A Model of the C IV $\lambda\lambda$ 1548, 1550 Doublet Line in T Tauri Stars

TL;DR

This paper introduces a new model for the C IV doublet emission in T Tauri stars, explaining line formation in accretion shocks and flows, and matching observations to infer physical conditions and abundances.

Contribution

It presents a novel C IV line formation model based on accretion shock and flow simulations, improving understanding of line origins and stellar accretion processes.

Findings

The narrow component is optically thin and from the postshock region.

The broad component is optically thick and from the preshock.
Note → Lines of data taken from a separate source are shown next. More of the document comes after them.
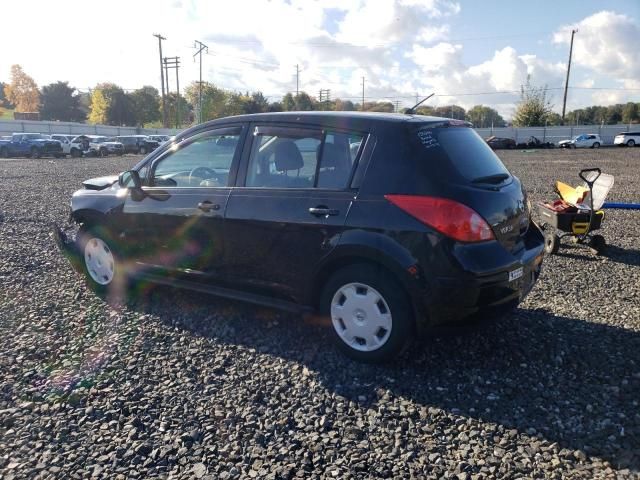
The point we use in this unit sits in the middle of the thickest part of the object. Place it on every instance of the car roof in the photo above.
(353, 120)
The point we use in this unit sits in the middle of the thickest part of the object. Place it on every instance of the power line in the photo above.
(566, 85)
(199, 52)
(164, 105)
The model reproduces observed line profiles for four out of seven stars.

Abstract

The C IV doublet in the UV has long been associated with accretion in T Tauri stars. However, it is still unclear where and how the lines are formed. Here, we present a new C IV line model based on the currently available accretion shock and accretion flow models. We assume axisymmetric, dipolar accretion flows with different energy fluxes and calculate the properties of the accretion shock. We use Cloudy to obtain the carbon level populations and calculate the emerging line profiles assuming a plane-parallel geometry near the shock. Our model generally reproduces the intensities and shapes of the C IV emission lines observed from T Tauri stars. We find that the narrow component is optically thin and originates in the postshock, while the broad component is optically thick and emerges from the preshock. We apply our model to seven T Tauri stars from the Hubble Ultraviolet Legacy Library of Young Stars as Essential Standards Director's Discretionary program (ULLYSES), for which consistently determined accretion shock properties are available. We can reproduce the observations of four stars, finding that the accretion flows are carbon-depleted. We also find that the chromospheric emission accounts for less than 10 percent of the observed C IV line flux in accreting T Tauri stars. This work paves the way toward a better understanding of hot line formation and provides a potential probe of abundances in the inner disk.